Filed Pursuant to Rule 253(g)(2)
File No. 024-11170
Supplement No. 4 to Offering Circular dated October 13, 2020
CITYZENITH HOLDINGS INC.
2506 NORTH CLARK ST. #235
CHICAGO, IL 60614, USA
(312) 282-2900
www.cityzenith.com
This Offering Circular Supplement No. 3 (the “Supplement No.3”) relates to the Offering Circular of Cityzenith Holdings, Inc., a Delaware corporation (the “Company”), dated June 19, 2020 (the “Offering Circular”) and the Supplement No.1 dated June 25, 2020 (“Supplement No.1”), the Supplement No. 2 filed June 26, 2020 (“Supplement No.2”) and the Supplement No.3 dated August 27, 2020 (“Supplement No.3,” and together with Supplement No. 1 and Supplement No.2, the “Prior Supplements,” and collectively with this Supplement No.4, the “Supplements”), relating to the Company’s public offering under Regulation A under Section 3(b) of the Securities Act of 1933, as amended, for Tier 2 offerings, pursuant to which the Company is offering up to 20,000,0001 shares of common stock (“Offered Shares”) at an offering price of $1.152 per share for gross proceeds to the Company of up to $20,000,0003 on a “best efforts” basis and 7,000,000 shares of common stock and shares of common stock underlying warrants and options (“Resell Shares”) on behalf of selling shareholders (“Selling Shareholders”).
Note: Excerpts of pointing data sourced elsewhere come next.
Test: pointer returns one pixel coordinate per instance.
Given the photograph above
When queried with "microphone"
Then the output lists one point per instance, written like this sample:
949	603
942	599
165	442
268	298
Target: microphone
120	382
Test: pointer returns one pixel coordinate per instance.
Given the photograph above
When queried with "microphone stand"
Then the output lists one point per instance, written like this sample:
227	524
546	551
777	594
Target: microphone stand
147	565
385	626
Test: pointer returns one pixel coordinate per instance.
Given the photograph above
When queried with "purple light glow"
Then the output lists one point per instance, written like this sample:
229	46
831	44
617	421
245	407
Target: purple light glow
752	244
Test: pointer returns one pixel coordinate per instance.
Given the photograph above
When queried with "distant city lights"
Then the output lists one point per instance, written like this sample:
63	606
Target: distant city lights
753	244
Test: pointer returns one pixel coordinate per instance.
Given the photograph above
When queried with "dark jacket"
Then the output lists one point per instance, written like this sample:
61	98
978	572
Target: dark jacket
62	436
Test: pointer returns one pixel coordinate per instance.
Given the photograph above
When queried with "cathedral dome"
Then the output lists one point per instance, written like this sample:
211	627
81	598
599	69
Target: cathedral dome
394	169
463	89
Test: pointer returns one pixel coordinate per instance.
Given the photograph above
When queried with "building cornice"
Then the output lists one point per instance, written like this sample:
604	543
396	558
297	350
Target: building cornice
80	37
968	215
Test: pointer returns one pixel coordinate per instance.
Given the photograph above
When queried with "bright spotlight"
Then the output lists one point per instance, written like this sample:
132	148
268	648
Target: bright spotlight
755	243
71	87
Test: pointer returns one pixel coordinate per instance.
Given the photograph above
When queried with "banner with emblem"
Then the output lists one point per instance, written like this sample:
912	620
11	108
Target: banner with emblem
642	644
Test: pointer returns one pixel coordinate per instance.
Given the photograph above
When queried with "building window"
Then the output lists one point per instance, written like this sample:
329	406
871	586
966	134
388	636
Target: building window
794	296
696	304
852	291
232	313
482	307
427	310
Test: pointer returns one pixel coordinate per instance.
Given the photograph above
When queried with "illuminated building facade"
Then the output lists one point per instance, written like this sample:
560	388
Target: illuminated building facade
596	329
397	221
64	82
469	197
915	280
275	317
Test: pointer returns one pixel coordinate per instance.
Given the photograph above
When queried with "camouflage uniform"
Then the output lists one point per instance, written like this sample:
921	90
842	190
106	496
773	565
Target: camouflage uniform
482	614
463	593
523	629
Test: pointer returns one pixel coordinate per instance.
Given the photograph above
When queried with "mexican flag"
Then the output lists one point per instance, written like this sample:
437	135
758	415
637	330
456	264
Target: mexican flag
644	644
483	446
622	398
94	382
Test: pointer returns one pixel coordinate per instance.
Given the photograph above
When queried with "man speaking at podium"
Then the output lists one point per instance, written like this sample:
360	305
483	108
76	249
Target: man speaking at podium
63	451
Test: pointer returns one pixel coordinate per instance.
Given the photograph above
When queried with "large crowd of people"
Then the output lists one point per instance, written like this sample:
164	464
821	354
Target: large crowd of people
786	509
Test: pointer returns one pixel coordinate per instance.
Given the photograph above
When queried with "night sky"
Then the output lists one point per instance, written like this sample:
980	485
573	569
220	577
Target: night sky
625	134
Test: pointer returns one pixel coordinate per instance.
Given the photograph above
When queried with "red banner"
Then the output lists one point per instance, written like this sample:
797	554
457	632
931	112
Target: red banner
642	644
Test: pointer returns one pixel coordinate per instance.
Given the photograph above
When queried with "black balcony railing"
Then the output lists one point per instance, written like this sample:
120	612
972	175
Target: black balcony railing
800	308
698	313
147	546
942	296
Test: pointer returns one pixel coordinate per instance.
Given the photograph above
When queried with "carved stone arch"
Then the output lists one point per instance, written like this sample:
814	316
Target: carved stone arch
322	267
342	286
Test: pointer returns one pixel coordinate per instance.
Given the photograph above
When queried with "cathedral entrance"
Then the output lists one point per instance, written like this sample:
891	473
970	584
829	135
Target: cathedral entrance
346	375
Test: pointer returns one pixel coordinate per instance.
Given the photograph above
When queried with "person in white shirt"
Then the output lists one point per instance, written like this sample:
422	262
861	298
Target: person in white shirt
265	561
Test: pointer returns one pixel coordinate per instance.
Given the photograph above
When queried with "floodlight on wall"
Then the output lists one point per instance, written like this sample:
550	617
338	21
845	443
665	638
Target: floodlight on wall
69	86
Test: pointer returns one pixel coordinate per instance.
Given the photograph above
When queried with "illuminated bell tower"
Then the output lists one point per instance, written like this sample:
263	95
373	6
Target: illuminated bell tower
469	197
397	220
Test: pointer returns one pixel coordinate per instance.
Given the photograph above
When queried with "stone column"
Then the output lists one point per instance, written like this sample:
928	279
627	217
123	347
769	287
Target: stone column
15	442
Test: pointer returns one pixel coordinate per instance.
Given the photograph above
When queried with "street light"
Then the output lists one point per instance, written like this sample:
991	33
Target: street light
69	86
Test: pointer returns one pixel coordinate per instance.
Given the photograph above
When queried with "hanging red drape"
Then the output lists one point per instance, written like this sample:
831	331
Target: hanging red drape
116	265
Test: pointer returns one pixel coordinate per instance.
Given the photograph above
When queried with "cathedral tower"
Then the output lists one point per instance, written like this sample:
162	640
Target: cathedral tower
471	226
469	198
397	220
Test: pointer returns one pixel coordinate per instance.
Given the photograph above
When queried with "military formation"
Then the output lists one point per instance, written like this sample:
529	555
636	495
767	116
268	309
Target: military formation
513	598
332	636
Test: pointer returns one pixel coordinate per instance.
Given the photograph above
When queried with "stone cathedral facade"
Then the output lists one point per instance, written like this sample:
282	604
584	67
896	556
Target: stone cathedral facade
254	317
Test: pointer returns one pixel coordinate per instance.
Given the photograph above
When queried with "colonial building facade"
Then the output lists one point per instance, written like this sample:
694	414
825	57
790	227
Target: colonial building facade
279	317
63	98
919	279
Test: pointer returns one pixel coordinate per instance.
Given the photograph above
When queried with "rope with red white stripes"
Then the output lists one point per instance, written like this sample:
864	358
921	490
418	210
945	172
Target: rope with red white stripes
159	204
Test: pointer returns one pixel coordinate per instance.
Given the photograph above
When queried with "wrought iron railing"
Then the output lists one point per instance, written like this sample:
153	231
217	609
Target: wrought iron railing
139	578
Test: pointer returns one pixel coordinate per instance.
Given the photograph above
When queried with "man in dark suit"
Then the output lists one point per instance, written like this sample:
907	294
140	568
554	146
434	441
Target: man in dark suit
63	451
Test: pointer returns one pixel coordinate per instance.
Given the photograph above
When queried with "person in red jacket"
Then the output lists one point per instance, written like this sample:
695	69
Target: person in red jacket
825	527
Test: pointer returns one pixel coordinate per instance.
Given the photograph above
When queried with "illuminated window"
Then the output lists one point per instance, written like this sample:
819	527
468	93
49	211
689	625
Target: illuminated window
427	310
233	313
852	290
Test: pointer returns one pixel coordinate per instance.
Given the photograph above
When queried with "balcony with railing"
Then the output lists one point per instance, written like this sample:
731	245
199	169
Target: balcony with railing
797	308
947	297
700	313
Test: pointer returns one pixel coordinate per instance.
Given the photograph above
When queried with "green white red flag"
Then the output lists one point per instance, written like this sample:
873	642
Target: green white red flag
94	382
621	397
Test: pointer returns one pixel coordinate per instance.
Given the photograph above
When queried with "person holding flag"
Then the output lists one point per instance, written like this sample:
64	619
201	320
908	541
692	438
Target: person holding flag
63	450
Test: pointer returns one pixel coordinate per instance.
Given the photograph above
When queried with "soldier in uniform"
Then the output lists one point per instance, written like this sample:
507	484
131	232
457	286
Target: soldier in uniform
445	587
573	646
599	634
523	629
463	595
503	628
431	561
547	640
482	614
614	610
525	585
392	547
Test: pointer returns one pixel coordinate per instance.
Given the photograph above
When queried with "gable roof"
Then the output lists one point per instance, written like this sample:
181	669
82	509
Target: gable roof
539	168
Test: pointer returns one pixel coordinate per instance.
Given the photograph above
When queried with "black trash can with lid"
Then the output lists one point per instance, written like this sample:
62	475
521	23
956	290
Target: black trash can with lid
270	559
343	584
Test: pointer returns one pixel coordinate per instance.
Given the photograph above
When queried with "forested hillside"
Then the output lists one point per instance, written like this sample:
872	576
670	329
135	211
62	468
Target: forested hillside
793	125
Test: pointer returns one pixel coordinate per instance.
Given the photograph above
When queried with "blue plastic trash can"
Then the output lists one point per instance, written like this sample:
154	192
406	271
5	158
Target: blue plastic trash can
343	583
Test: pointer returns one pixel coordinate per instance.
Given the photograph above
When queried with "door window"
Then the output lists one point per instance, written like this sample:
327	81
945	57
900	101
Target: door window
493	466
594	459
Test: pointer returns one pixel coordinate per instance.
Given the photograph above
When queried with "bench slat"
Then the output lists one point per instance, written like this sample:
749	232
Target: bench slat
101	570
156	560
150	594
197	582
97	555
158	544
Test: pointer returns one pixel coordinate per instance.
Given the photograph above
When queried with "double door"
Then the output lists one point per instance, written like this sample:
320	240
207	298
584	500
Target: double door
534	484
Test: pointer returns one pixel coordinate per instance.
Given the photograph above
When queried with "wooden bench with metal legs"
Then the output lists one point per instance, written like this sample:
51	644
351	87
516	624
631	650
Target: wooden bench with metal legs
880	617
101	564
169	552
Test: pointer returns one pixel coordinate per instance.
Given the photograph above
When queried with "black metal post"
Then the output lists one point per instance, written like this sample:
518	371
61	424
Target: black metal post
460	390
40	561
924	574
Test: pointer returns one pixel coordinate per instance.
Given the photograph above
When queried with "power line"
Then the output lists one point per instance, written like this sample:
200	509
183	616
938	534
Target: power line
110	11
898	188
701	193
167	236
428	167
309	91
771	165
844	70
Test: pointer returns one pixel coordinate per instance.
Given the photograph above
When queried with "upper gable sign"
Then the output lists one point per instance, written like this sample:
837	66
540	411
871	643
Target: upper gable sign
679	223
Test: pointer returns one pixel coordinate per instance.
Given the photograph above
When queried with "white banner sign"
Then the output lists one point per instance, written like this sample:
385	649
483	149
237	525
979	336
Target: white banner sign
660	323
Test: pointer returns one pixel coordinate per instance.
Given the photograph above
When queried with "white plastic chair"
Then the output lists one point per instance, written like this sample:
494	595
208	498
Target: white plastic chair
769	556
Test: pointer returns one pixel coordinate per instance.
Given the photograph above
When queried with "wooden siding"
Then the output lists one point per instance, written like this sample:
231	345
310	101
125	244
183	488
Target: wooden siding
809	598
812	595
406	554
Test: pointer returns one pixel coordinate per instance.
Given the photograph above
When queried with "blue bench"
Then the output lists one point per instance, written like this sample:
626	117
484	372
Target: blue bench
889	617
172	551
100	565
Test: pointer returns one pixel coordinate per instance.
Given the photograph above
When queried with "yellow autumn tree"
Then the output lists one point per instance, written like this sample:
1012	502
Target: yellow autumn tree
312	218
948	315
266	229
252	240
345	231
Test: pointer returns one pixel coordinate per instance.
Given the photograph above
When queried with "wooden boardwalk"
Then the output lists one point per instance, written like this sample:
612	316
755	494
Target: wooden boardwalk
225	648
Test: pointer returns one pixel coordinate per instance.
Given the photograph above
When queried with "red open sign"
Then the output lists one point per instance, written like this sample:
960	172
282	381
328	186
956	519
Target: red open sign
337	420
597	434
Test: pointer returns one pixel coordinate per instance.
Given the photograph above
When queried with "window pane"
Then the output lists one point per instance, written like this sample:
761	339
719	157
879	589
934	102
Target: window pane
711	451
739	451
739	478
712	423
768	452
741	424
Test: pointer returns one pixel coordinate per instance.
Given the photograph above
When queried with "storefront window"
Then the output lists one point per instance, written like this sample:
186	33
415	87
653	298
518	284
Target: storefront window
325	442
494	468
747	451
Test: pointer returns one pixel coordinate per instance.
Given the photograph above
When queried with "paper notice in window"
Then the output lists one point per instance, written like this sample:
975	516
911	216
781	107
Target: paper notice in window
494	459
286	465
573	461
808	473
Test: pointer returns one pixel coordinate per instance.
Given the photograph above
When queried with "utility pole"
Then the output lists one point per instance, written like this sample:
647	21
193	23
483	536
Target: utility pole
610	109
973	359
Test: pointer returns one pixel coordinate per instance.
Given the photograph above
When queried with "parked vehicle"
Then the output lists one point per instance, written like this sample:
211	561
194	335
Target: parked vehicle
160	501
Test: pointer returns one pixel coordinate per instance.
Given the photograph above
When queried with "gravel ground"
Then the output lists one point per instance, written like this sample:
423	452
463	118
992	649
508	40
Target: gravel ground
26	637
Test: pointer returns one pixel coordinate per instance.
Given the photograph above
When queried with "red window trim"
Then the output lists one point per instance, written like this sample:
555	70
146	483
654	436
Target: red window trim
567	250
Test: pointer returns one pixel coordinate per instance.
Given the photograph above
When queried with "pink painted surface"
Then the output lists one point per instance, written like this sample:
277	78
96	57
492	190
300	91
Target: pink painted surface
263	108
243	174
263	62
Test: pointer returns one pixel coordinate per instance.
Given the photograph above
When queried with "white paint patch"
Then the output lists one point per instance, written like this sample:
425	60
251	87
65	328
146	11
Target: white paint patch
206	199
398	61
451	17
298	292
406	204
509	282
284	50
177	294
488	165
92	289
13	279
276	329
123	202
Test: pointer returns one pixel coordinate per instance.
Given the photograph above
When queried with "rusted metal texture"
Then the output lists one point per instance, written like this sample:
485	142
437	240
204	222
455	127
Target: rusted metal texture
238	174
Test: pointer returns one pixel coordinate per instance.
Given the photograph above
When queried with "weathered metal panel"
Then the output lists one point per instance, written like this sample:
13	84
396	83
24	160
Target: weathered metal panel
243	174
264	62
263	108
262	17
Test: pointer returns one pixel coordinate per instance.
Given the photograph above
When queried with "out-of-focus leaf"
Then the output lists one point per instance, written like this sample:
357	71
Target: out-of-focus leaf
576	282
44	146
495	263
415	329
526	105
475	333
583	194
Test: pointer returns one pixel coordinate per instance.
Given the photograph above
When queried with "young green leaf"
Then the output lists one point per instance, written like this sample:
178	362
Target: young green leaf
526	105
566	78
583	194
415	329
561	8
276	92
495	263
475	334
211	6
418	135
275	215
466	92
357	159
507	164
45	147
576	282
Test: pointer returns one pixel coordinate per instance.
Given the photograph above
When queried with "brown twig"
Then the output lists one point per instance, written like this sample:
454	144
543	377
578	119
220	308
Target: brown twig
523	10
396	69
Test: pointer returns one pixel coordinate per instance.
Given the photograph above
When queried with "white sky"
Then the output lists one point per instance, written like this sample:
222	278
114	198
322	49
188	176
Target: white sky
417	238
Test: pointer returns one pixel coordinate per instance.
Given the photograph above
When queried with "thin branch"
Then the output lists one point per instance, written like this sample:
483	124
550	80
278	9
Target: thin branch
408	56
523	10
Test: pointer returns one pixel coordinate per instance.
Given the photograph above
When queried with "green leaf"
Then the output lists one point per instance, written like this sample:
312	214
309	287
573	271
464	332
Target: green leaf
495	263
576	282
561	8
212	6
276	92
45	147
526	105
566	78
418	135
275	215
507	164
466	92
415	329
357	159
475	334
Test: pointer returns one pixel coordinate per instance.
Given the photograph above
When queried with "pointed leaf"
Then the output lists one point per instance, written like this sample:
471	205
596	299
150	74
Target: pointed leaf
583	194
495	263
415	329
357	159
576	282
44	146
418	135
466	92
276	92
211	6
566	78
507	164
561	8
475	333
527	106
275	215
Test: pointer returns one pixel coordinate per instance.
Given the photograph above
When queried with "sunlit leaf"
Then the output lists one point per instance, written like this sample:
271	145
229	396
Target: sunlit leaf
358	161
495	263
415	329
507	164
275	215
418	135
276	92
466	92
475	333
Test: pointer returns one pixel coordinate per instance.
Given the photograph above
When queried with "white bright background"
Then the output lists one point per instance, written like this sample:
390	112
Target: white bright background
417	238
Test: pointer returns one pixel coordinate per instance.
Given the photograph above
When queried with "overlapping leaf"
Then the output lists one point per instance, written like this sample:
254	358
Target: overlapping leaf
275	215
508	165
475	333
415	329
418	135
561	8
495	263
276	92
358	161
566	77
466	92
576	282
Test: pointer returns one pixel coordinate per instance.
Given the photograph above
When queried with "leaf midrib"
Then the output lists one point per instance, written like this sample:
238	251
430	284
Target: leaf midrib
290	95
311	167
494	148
This Supplement No.4 should be read in conjunction with the Offering Circular, and is qualified by reference to the Offering Circular and the Supplements except to the extent that the information contained herein supplements or supersedes the information contained in the Offering Circular and the Prior Supplements and may not be delivered without the Offering Circular.
This Supplement No.4 is being file to disclose that in addition to other distribution channels, the Company will also sell its securities directly through its website located at ____. No commissions will be paid in connection with the direct sale of the securities through the Company’s website, however, Rialto Markets, LLC will provide AML and KYC checks related to such purchasers.
Neither the Securities and Exchange Commission nor any state securities commission has approved or disapproved of these securities or determined if the Offering Circular or this Supplement is truthful or complete. Any representation to the contrary is a criminal offense.
The date of this Supplement No. 4 to the Offering Circular is October 13, 2020.
1 Includes 17,391,304 shares offered at $1.15 per share and up to 2,608,696 Bonus Shares offered to certain investors.
2 Does not include an Investor Fee in the amount of $0.04025 per share payable by the investor to StartEngine Primary, LLC.
3 Total purchase price paid by investors presuming sale of all of the shares is $20,700,000, which includes the Investor Fee of $700,000 payable to StartEngine Primary, LLC.